Thursday, January 09, 2014
EPA Awards Funding to Reduce Pesticide Risk Including Risks to Bees
The U.S. Environmental Protection Agency (EPA) announced agricultural grants for Integrated Pest Management (IPM) practices to reduce the use of potentially harmful pesticides and lower risk to bees all while controlling pests and saving money.
“These collaborative projects can provide innovative solutions to reduce pesticide risks to pollinators and crops,” said James Jones, assistant administrator for the Office of Chemical Safety and Pollution Prevention. “Initiatives such as these will encourage others to adopt promising technologies and practices across the nation to reduce pesticide risks while maximizing crop production and protecting public health.”
IPM relies on easy-to-implement, environmentally-sensitive practices that prevent pests from becoming a threat. These practices involve monitoring and identifying pests and taking preventive action before pesticides are used. If pesticides are needed, methods such as targeted spraying may be used. These grants will expand public-private stewardship efforts and reduce pesticide risk in agriculture.

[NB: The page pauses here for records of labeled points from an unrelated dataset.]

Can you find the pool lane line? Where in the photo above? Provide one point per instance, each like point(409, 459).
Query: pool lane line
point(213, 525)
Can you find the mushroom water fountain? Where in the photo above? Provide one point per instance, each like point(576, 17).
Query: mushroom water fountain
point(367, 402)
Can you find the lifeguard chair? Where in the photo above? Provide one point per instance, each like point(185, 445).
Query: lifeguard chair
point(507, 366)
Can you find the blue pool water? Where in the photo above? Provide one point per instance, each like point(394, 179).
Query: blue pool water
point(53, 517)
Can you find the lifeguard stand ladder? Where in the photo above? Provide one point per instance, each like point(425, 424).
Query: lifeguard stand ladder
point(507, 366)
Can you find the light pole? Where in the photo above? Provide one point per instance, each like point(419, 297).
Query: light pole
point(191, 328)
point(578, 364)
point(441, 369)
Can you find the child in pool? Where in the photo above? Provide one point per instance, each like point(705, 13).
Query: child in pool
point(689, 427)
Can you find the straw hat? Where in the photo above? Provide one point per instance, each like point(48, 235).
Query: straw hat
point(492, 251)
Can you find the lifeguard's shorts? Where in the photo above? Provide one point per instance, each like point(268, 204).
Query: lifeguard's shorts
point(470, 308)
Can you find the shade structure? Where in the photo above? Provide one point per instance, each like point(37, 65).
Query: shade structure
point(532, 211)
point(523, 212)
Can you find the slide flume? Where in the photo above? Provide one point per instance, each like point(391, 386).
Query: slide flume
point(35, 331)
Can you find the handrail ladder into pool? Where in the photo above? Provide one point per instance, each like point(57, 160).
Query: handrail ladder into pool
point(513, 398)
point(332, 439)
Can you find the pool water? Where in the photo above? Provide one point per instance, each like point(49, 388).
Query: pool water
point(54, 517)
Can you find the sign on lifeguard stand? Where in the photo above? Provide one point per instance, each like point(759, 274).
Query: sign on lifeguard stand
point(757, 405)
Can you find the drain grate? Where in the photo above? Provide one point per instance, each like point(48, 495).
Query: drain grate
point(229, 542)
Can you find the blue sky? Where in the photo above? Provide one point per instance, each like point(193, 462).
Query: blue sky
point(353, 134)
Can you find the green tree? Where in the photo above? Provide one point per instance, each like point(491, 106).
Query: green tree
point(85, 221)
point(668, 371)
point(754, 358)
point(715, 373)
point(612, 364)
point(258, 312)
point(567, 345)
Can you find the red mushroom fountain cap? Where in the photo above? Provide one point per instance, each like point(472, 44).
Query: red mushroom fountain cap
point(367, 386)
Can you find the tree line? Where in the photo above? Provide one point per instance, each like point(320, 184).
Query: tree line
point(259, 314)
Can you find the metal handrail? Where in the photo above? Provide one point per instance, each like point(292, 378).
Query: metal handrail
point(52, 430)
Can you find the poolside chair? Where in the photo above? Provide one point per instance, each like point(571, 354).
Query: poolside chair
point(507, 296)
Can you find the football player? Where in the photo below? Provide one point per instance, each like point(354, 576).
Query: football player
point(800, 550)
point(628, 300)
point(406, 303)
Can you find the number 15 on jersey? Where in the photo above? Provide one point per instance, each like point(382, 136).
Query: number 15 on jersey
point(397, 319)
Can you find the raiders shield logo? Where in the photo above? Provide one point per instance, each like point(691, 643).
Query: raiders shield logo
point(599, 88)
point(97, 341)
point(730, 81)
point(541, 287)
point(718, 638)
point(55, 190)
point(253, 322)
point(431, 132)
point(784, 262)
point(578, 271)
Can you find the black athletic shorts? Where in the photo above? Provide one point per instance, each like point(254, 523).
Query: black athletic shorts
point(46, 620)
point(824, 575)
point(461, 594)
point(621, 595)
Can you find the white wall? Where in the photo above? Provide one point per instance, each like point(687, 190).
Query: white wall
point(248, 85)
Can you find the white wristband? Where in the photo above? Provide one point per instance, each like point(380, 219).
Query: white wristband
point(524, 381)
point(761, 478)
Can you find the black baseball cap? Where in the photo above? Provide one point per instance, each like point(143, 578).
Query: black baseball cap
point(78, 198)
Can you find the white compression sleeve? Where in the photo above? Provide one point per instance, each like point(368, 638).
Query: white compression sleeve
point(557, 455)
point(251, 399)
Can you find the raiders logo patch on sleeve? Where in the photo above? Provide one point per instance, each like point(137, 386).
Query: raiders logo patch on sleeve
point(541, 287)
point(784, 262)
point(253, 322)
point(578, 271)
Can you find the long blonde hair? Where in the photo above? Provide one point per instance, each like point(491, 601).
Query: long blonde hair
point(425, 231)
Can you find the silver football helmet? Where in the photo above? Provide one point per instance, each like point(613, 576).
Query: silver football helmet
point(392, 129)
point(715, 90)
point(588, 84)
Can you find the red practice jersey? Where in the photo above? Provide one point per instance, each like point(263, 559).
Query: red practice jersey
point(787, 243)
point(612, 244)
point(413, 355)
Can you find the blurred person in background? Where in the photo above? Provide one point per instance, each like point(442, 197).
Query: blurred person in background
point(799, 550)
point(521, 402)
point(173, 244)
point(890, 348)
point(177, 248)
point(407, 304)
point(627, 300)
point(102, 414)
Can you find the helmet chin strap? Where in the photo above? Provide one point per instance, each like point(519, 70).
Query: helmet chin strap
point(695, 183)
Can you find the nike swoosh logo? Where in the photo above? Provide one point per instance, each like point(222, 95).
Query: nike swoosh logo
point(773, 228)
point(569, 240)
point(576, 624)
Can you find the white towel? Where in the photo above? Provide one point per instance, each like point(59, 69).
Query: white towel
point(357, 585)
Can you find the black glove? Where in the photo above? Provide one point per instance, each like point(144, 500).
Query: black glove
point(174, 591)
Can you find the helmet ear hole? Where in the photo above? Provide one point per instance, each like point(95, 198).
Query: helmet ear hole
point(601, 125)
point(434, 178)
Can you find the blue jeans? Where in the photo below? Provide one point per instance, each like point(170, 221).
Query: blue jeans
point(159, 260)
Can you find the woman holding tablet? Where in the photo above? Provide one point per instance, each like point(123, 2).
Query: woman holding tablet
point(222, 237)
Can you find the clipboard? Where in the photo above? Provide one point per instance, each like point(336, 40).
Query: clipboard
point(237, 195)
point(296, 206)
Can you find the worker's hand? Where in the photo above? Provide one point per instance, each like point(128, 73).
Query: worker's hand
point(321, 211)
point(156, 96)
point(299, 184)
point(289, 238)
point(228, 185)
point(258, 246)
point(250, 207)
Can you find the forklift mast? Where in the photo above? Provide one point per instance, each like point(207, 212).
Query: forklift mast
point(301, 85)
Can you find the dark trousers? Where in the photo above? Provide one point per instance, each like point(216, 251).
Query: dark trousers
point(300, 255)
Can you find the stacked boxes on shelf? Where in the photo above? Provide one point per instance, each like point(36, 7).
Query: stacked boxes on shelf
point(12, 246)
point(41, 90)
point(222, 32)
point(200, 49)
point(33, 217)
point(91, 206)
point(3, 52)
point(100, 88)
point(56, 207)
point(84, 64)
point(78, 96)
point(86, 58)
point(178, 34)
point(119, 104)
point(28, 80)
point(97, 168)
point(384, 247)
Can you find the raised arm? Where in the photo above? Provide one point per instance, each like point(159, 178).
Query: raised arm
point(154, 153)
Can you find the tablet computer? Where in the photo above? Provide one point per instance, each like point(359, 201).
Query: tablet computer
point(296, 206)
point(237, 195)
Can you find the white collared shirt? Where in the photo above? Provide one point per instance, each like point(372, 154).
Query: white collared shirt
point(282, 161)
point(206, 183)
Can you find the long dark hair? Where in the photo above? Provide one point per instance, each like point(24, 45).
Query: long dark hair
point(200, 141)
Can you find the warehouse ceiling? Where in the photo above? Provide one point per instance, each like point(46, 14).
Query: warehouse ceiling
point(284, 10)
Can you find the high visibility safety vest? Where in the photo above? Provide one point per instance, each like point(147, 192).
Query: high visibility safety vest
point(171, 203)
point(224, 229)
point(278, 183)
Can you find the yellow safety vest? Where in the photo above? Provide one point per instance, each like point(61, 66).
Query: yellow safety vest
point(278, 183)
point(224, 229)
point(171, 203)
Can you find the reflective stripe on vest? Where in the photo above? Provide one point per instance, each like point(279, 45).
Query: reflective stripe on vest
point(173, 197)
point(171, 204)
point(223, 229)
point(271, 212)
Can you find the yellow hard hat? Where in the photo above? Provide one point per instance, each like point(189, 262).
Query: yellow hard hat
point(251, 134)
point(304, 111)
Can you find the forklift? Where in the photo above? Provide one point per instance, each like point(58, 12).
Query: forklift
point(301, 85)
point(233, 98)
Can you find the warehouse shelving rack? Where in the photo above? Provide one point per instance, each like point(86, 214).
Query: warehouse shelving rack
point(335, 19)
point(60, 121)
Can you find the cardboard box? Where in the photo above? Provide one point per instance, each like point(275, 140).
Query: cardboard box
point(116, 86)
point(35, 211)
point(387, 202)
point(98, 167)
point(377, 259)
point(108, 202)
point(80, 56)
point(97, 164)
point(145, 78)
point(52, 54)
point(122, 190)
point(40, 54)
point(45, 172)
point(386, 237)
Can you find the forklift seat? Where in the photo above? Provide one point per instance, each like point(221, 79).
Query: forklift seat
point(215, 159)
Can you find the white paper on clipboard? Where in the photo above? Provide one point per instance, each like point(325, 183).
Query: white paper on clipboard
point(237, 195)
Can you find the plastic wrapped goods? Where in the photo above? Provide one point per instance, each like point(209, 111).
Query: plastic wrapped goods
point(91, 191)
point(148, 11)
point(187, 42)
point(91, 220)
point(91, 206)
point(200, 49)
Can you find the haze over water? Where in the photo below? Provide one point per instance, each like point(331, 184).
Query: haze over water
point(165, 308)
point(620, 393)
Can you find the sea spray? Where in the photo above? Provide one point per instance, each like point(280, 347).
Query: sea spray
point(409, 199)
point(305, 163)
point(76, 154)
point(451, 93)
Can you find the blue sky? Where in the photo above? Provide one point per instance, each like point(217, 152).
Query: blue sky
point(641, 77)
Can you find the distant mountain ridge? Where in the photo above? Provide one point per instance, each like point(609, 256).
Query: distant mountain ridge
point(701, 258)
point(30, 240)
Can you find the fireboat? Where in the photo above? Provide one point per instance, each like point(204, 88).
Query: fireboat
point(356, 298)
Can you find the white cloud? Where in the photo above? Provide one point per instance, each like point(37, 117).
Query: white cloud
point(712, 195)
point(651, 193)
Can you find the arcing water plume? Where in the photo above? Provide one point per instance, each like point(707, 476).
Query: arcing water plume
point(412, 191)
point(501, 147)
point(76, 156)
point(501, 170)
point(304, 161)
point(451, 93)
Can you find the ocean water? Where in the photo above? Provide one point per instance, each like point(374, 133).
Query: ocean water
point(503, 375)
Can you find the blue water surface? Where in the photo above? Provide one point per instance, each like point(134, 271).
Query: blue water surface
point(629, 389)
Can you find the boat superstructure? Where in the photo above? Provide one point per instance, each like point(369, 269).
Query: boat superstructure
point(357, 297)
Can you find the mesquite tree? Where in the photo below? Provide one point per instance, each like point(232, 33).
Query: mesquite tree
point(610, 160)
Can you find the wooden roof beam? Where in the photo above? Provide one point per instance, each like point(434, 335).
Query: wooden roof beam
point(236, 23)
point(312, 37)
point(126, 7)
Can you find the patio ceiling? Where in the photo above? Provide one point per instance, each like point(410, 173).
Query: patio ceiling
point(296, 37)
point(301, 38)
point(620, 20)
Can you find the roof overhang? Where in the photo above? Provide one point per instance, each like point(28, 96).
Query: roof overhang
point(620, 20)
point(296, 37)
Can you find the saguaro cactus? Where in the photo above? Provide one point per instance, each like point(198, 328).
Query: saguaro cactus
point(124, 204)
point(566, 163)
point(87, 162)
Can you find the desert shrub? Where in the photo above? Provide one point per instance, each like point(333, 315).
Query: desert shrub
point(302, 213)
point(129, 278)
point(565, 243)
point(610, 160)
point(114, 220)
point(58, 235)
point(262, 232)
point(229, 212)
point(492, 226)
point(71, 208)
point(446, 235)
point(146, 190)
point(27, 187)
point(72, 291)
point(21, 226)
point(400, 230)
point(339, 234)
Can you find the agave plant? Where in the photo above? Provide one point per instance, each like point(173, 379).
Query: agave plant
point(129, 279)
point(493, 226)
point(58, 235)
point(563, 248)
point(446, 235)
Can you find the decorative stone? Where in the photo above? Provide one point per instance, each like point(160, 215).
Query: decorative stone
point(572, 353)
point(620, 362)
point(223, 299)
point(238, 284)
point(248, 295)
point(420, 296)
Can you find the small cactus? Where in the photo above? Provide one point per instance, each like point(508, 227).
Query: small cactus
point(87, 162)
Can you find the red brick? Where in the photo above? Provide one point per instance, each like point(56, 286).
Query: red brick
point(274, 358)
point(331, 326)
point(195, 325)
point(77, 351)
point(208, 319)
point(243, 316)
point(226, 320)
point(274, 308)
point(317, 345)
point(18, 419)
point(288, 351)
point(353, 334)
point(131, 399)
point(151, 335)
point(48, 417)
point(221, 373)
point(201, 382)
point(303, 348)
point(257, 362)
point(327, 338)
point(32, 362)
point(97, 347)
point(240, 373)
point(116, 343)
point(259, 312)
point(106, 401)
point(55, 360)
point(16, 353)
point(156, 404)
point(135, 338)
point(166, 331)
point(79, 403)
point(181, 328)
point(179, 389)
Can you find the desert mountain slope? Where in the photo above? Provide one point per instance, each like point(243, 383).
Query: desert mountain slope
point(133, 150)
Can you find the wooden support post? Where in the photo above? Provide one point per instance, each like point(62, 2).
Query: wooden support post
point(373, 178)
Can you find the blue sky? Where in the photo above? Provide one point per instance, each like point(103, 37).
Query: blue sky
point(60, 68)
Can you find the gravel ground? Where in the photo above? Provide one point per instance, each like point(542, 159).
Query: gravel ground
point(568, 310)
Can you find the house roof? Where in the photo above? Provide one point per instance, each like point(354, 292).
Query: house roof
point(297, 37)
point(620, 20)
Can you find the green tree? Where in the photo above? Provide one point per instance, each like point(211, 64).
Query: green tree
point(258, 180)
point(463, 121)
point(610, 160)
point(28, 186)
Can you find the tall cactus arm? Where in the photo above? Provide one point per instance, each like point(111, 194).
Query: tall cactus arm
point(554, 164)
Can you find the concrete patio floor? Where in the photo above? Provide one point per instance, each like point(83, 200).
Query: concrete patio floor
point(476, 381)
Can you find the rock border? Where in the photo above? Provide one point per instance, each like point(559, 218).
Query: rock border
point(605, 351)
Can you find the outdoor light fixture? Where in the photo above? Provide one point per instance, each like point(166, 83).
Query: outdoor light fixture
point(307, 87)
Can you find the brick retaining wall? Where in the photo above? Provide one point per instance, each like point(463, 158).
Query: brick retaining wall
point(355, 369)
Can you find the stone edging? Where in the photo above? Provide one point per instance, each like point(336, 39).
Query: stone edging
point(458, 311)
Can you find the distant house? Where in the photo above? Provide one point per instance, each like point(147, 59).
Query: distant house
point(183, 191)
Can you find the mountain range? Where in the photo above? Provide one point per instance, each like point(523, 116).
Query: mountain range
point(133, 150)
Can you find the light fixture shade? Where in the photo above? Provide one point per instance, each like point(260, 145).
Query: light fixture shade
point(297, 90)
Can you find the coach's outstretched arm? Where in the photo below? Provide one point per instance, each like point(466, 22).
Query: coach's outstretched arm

The Agricultural IPM Grants are awarded to:
The Louisiana State University project to minimize impacts to bees from insecticides used in mosquito control. Mosquito control is critical for public health; however, insecticides can be hazardous to bees. Bees are essential for crop production and ensuring a healthy food supply. Practices and guidelines resulting from the project will be distributed to mosquito control districts and beekeepers throughout the U.S.
The University of Vermont project to reduce pesticide use and improve pest control while increasing crop yields on 75 acres of hops in the Northeast. The awardees will also develop and distribute outreach materials to help farmers adopt these practices. The project’s goal is to reduce herbicide and fungicide applications by 50 percent while decreasing downy mildew, a plant disease.
The Pennsylvania State University project to protect bees and crops by reducing reliance on neonicotinoid pesticide seed treatments and exploring the benefits of growing crops without them. IPM in no-till grain fields will be used to control slugs and other pests that damage corn and soybeans. Researchers will share their findings with mid-Atlantic growers and agricultural professionals.